The association that represents most police officers has said it is likely to poll its members about whether they want to be routinely armed. In a similar survey three years ago, 80 per cent rejected the idea.

Meanwhile, Lord Stevens, the former commissioner of the Metropolitan Police, called yesterday for the death penalty to be reinstated for police killers after the murder of Constable Sharon Beshenivsky.

Despite the renewed calls for officers to be armed, the minister with responsibility for the police was quick to turn down the idea. Hazel Blears said: "In this country we have not had all of our police officers armed with guns and I think that is an important characteristic of British policing.

"If there are incidents involving firearms then every force has armed response units that can respond, properly trained and properly authorised firearms officers. But I don't think arming routine police officers with guns is the right way forward."

Sir Ian Blair, the Commissioner of the Met, is also against the suggestion. Britain and New Zealand have the only unarmed police forces in the world.

Chris Fox, the president of the Association of Chief Police Officers, said: "If you look at the armed police forces around the world, they have far higher casualty rates than we do.

"Often, their officers are caught by surprise in similar circumstances [to PC Beshenivsky], sometimes shot with their own weapons." But Jan Berry, the head of the Police Federation, which represents officers up to the rank of superintendent, said her members should be asked again whether they want to carry guns.

Even if they rejected being routinely armed, more firearms officers were needed on the streets, she argued.

Although gun crime is rising, most of the new offences involve imitation firearms.

Ms Berry said: "Even if routine arming is not correct, we do believe that the number of authorised officers remains too low.

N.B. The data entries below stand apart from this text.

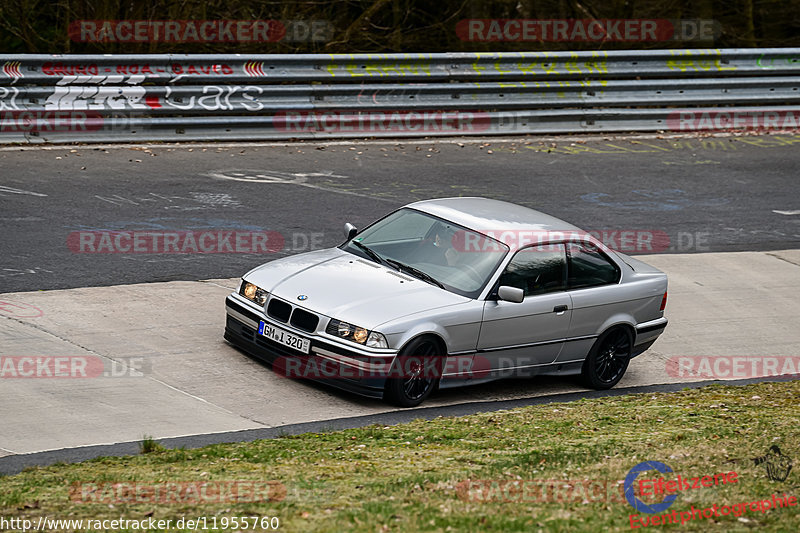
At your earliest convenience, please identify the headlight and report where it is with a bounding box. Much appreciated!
[239,280,269,305]
[325,319,389,348]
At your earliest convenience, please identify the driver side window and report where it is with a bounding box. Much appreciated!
[499,244,567,296]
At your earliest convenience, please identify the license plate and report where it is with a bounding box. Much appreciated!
[258,320,311,353]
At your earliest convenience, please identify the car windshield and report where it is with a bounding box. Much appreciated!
[342,208,508,298]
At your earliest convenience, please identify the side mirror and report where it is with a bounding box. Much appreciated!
[497,285,525,304]
[344,222,358,241]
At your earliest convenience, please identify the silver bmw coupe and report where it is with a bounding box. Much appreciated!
[225,198,667,407]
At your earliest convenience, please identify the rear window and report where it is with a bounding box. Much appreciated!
[567,243,620,289]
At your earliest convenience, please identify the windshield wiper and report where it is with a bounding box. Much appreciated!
[384,259,444,289]
[350,241,386,265]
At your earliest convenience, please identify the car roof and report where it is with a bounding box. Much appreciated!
[406,197,583,239]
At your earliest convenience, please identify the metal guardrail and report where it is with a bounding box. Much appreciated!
[0,48,800,143]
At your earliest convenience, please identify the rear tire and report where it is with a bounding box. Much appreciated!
[383,337,444,407]
[581,327,633,390]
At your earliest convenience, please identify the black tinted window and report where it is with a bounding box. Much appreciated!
[567,243,619,289]
[500,244,567,296]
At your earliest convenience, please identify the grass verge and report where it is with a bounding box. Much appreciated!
[0,381,800,532]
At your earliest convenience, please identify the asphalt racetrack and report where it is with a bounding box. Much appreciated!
[0,135,800,465]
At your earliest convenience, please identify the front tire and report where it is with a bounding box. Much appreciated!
[383,337,444,407]
[581,327,633,390]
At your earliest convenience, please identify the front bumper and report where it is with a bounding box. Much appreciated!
[225,294,395,398]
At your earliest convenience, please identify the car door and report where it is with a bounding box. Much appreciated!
[477,243,572,375]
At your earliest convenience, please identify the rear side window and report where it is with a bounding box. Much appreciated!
[499,244,567,296]
[567,243,620,289]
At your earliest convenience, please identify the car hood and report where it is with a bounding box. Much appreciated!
[245,248,469,333]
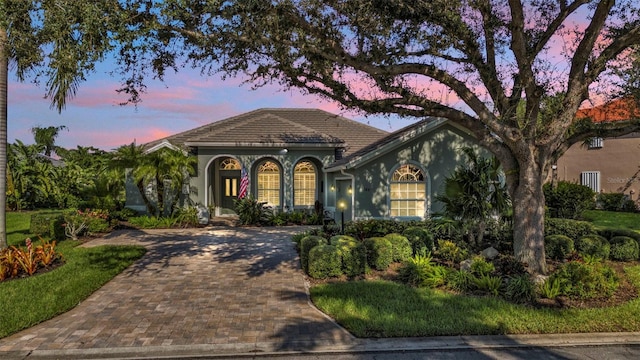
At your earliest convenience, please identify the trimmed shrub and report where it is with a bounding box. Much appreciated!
[447,270,475,293]
[609,236,639,261]
[29,212,64,239]
[471,255,496,277]
[308,244,342,279]
[544,235,574,260]
[493,254,527,276]
[472,275,502,296]
[436,240,467,265]
[384,233,413,262]
[598,228,640,243]
[330,235,366,277]
[300,235,327,273]
[364,237,393,270]
[598,193,635,212]
[398,254,435,287]
[549,261,618,299]
[544,218,597,241]
[291,231,311,251]
[344,219,407,239]
[50,214,67,240]
[543,181,596,219]
[575,234,611,260]
[402,226,434,255]
[504,274,536,304]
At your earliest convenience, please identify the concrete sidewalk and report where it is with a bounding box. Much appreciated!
[0,227,640,359]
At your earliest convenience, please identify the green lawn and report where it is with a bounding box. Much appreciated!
[310,211,640,337]
[311,266,640,337]
[0,212,145,338]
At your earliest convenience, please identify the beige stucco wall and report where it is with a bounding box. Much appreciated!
[557,133,640,200]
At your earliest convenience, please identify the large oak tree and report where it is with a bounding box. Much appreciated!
[128,0,640,273]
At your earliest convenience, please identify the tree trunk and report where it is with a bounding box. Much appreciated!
[0,28,9,249]
[512,164,547,274]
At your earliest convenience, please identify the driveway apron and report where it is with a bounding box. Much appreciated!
[0,227,353,352]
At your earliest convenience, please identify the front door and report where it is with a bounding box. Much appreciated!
[220,175,240,209]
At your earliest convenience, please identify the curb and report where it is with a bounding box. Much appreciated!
[5,332,640,360]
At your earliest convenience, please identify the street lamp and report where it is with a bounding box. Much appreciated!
[338,200,347,234]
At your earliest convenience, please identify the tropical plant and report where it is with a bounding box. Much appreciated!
[436,147,511,246]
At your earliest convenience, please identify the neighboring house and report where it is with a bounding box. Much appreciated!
[127,109,478,221]
[553,100,640,201]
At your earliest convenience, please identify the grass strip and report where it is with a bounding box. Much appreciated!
[310,278,640,338]
[0,239,146,338]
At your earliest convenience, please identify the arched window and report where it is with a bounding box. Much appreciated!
[220,158,241,170]
[293,161,316,206]
[390,164,426,217]
[258,161,280,207]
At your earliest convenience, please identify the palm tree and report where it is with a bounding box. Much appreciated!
[0,0,140,249]
[436,148,511,249]
[31,125,67,156]
[133,148,197,216]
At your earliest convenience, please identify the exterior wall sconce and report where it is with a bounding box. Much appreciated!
[338,200,347,234]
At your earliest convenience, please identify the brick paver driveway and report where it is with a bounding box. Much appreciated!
[0,227,353,354]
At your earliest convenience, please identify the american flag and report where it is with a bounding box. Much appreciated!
[238,166,249,199]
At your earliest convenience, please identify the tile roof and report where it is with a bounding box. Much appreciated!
[329,117,447,168]
[576,98,640,123]
[145,108,388,155]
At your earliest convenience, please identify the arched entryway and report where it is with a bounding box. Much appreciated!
[206,156,242,216]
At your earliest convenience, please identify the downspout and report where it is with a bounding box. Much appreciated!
[340,169,356,221]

"Some areas face a greater risk from gun crime than others. Where officers in those areas and the public in those areas are at a greater risk, we should be looking closely at increasing the number of firearms officers we have.

"At the moment, we have fewer than 5 per cent trained to carry firearms and we are not convinced that that provides the police service with sufficient resilience."

Michael Winner, the film director who founded the Police Memorial Trust after the 1984 shooting of the policewoman Yvonne Fletcher, said the police "are massively at risk and the only way to protect them is to give them body armour at all times or to arm them."